For both those questions I will turn it over to Iman.

Okay. For the first question around the brain metastases, we actually -- what you have seen is that this [is] a brain metastases. As you know, they will have reached an intact blood/brain barrier, which (inaudible) across of ganetespib into these lesions and really exacting there its effect.

Some of our agents, even small molecules, have not been really successful in really -- successfully affecting brain metastases. So I think for us this is extremely exciting -- I really mean it -- to see that you have a clear effect in terms of tumor shrinkage and in terms of reaching to a little disease stabilization in the brain by ganetespib. And it could be a function clearly of the ability to cross the blood/brain barrier, as well as specific activity of Hsp90 degradation.

In terms of the second question regarding the biomarkers, of course we have extreme interest understanding in more detail the patient population that we have enrolled in our Phase II trial, and we will be actually doing a series of biomarker analyses to be able to understand the characteristics and the level of activity (inaudible) with the clinical outcome with ganetespib combination treatment.
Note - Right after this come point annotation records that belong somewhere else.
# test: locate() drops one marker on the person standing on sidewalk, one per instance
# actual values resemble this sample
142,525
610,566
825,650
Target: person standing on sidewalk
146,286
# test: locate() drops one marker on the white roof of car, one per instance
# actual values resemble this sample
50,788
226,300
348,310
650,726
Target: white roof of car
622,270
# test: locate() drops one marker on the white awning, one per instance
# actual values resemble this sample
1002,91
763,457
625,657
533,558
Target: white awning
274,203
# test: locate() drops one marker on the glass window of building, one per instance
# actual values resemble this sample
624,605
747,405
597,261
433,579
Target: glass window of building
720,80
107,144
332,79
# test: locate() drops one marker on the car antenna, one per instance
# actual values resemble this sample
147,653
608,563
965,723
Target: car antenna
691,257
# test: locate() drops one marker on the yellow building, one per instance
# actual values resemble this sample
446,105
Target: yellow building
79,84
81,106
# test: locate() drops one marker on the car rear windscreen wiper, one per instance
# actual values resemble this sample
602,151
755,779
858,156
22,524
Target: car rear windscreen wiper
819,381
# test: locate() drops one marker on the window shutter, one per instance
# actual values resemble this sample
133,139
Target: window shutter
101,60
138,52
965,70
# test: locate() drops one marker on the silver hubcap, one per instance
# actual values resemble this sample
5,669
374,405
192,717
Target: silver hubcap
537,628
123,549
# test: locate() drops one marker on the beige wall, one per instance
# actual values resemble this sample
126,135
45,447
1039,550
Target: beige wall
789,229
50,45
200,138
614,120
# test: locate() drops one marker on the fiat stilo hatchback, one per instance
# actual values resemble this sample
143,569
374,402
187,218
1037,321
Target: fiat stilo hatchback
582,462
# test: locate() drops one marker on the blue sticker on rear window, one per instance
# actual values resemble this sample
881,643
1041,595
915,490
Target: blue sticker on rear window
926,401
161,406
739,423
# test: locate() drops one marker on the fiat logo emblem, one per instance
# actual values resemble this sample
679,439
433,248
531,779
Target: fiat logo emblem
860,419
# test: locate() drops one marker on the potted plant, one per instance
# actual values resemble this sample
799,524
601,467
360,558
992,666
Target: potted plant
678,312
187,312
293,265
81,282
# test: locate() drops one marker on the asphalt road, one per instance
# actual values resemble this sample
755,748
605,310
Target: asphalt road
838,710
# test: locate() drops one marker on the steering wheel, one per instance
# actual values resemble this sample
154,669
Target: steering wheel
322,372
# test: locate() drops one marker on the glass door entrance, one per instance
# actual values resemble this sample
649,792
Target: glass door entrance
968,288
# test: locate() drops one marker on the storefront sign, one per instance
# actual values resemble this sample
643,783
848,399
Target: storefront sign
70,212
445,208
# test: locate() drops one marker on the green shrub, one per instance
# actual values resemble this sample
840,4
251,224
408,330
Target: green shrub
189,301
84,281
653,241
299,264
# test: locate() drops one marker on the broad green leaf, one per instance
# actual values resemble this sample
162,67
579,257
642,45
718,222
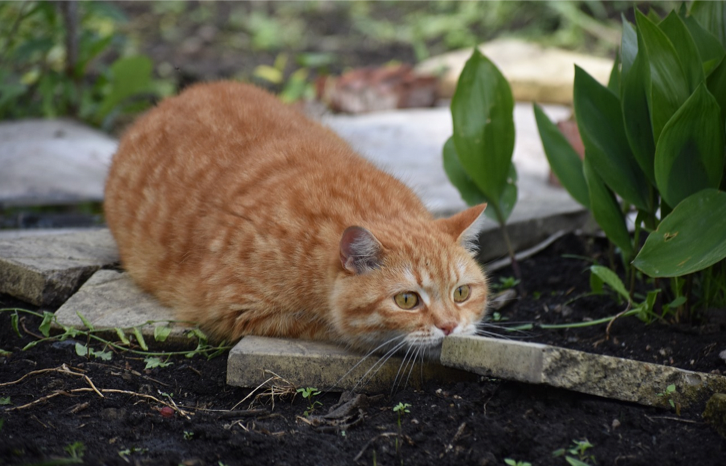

But at this stage you don't envisage that data making it onto the label?

Not for this program. I think if you look at where we are in the Phase IIb and the types of -- admittedly it is interim data, but if you look at the historical context of hazard ratios that have been seen in lung cancer, what we are seeing already is pretty spectacular, and it is very encouraging.

And if we can -- that is a very good reason and rationale to go forward with the program, as it is with the exclusion criteria and the focus on the patient group that is most likely to benefit as we have defined it.

Something simple and works and it is easy to apply and it is objective and reliable, that is terrific, like a clinical characteristic.

Sure.

As you know, biomarkers require biopsies. They require vendors. They require -- there is some level of analysis that raises -- that can be difficult. There are the tumor heterogeneity questions. So when you have something that is a clinical characteristic or a serum marker that has many advantages.

Yes, okay, thank you very much.

Thank you. That concludes the question-and-answer session. I will now turn the conference over to Dr. Bahcall for closing remarks.

Thank you everybody for your time and attention today. That ends this call.

Ladies and gentlemen, that concludes today's conference. You may now disconnect. And have a wonderful day. We thank you for your participation today.